Dejé el árbol encendido para dirigirme al margen derecho de la explanada. Presidía aquel lugar el mayor de los árboles que nunca hubiera visto, como el pilar de una catedral dirigiéndose hacia el infinito en una recta vertiginosa que explota en el cielo abriendo los brazos para abarcarlo.

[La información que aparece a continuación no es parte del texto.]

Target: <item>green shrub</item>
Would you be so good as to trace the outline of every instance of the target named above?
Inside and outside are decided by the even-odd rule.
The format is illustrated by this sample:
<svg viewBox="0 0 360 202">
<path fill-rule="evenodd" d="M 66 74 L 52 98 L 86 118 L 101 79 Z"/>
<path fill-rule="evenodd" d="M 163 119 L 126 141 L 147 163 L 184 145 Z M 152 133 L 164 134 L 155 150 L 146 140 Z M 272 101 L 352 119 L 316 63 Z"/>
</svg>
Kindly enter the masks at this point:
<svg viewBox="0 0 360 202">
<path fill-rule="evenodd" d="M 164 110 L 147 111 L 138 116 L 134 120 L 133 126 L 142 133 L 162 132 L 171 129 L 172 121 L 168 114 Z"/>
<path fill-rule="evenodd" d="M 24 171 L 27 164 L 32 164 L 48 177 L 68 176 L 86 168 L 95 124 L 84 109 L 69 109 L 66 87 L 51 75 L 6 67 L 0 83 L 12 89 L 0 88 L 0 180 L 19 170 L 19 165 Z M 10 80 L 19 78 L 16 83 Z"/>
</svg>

No era posible entrar en aquel recinto y no mirar su imponente figura levantarse, poderosa, honorable, surgiendo del barro para estrellarse en el azul del cielo. A su lado empequeñecían hombres y bestias, parecían pequeñas motas de realidad caídas de su copa, frutos maduros que se desprendían del árbol. Debajo se notaba el frío de aquella sombra penetrando la piel. Ante la lluvia podía ser un buen lugar para resguardarse pero la tibieza del sol se perdía entre sus ramas y no dejaba llegar el calor de la tarde. Como los dioses y los templos gozaba de la grandeza y el valor de lo trascendente, obligaba a rendirle homenaje, pero no invitaba a sentirse cómodo, no era hogar, si acaso refugio. Me alejé mientras miraba a lo alto donde se perdía su copa, el sol ya había llegado a la mitad del camino entre su cenit y el horizonte.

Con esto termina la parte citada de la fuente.